Соседка испуганно попятилась, выскочила из комнаты, с грохотом захлопнула за собой дверь и уже за дверью прошептала:
— Нахал…
Весь день Андрей ничего не ел. В обеденный перерыв к нему забежали Каля и Гоша. Посматривая на измотанного брата, у которого осунулось и потемнело лицо, Каля торопливо убрала комнату, слегка потрепала Андрея за волосы:
— Не журись, казак. Все будет хорошо.
До вечера Андрей еще два раза ходил к родильному дому. Он подолгу сидел на скамье, курил, смотрел на заветные окна, зашел в приемную, и та же пожилая женщина, которая увела Елю, сказала ему:
— Вы не ходите зря. Сегодня у нее ничего не будет…
Андрей ушел, до темноты бесцельно бродил по городу, чтобы только не возвращаться в опустевшую комнату, а вечером снова сидел на бульваре, поглядывая на освещенные окна родильного дома.
Спал он плохо, ворочался, стонал и, едва дождавшись рассвета, кинулся туда, к дому с белой вывеской. Но ему опять сказали, что никаких изменений нет. На службе Андрей ничего не мог делать, перебирал какие-то сводки, цифры рябили у него в глазах.
И вот наконец в обеденный перерыв, когда он пришел на бульвар и в изнеможении сел на скамью, из родильного дома вышла женщина в белом халате, подошла к нему и улыбаясь протянула листок бумаги. На листке, вырванном из маленького блокнота, было написано странно изменившимся Елиным почерком: «Ты был прав. Родился сын…»
— Поздравляю вас, — сказала женщина, — парень родился хоть куда! И у мамы все благополучно, так что не беспокойтесь.
Андрей вскочил, обнял женщину, быстро пошел по бульвару, сам не зная, куда и зачем идет. Сердце его билось так, будто он не шел, а бежал по трудной дороге, радость горячей волной хлынула ему в грудь, она словно поднимала его, несла куда-то вверх.
На бульваре, у подъезда гостиницы, сидели цветочницы. Андрей купил целую охапку белых, обрызганных водой роз, вернулся и передал Еле с короткой запиской: «Счастлив.

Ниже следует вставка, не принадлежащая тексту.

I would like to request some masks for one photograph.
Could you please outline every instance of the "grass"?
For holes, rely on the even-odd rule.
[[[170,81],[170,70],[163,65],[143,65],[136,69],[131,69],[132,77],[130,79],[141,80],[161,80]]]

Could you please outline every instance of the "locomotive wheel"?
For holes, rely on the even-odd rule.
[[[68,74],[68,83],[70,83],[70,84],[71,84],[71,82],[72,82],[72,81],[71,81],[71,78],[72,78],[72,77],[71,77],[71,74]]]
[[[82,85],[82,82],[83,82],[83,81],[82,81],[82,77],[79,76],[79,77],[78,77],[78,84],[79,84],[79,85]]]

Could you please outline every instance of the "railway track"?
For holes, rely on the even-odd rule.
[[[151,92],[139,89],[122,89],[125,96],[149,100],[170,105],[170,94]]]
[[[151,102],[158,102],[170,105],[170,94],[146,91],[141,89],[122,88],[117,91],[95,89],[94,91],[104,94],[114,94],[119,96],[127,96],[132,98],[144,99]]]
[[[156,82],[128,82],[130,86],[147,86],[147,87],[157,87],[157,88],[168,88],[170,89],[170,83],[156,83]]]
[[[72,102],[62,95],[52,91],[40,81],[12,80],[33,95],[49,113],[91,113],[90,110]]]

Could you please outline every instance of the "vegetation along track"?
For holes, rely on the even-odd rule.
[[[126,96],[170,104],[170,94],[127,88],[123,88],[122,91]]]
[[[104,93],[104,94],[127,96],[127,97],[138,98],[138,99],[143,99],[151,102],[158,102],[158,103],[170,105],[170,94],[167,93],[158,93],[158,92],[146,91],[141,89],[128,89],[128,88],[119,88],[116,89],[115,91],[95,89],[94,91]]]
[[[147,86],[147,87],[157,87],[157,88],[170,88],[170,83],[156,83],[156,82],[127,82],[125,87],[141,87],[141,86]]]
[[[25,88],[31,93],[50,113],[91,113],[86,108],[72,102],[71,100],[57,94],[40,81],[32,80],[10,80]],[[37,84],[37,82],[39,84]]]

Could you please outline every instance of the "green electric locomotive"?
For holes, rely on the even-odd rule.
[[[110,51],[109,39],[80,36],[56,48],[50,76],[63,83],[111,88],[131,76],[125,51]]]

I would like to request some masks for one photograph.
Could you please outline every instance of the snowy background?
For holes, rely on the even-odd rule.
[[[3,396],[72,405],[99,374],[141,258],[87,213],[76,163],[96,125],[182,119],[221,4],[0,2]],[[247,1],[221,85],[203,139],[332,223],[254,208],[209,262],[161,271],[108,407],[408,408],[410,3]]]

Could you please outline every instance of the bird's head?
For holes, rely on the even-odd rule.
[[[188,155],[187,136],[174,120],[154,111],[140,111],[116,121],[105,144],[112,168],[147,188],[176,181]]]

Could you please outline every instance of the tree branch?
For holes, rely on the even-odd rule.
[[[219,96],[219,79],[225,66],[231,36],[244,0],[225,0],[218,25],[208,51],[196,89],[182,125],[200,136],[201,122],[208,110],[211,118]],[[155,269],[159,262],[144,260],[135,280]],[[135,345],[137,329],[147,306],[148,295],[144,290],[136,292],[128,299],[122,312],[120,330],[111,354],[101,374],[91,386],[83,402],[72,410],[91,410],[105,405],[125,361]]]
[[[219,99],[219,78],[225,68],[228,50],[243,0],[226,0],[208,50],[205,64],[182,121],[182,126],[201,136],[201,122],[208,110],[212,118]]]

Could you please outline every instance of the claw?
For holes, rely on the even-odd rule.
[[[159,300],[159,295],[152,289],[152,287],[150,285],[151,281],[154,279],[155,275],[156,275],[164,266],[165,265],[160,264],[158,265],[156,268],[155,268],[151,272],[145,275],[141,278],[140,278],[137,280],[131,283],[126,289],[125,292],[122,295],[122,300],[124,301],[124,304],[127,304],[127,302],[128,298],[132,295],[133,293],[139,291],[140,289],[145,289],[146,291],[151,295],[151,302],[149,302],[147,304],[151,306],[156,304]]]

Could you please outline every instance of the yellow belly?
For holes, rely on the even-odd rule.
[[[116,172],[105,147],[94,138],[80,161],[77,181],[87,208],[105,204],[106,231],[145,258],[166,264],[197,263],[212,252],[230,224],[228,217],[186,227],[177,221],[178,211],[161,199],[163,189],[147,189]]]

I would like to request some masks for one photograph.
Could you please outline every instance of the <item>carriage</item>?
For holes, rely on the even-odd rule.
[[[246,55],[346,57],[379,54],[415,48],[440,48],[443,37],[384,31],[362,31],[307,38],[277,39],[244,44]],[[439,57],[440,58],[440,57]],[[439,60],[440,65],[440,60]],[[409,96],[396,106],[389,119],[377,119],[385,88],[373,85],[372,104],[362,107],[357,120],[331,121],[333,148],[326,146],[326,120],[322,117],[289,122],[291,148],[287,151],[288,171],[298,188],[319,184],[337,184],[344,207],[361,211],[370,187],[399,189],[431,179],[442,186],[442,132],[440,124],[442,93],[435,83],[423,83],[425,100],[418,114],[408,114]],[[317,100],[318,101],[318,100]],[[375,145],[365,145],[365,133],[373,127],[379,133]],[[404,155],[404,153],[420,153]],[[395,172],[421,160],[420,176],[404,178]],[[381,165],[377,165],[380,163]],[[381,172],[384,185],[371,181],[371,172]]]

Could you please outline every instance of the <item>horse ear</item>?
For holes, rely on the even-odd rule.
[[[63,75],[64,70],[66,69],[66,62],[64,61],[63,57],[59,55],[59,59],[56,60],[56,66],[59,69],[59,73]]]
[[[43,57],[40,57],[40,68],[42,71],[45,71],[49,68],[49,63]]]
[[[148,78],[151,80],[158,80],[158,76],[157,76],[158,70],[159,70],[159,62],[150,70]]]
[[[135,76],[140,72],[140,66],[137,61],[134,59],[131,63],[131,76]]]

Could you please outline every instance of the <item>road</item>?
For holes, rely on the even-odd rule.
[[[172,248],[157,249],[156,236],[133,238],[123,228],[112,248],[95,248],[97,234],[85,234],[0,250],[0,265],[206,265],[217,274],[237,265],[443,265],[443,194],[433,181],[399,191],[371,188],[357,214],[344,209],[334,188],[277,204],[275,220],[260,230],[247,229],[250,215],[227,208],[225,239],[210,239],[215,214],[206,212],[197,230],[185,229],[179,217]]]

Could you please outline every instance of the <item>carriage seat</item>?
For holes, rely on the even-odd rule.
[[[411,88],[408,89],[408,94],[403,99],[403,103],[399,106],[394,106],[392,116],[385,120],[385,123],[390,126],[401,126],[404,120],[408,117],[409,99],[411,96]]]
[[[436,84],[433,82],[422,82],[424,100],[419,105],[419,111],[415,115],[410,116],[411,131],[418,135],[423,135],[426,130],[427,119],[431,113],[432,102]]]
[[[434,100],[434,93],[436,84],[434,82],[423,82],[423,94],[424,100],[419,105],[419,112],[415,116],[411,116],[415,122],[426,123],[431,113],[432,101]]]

Поздравляю. Скучаю. Жду…»
Теперь он ежедневно приносил Еле шоколад, печенье, банки с компотом, все, что мог достать в скудных городских магазинах. Истосковавшись в ожидании Ели, он стал считать не только дни, но и часы.
И вот наконец уже знакомая Андрею женщина в белом халате сказала ему:
— Завтра вы можете забрать своих жену и сына…
Еще с утра Андрей уложил в чемодан Елину одежду, договорился с извозчиком и поехал за Елей. Ждать ему пришлось довольно долго. Еля вышла бледная, но губы ее улыбались. Женщина в белом несла укутанного в одеяльце ребенка.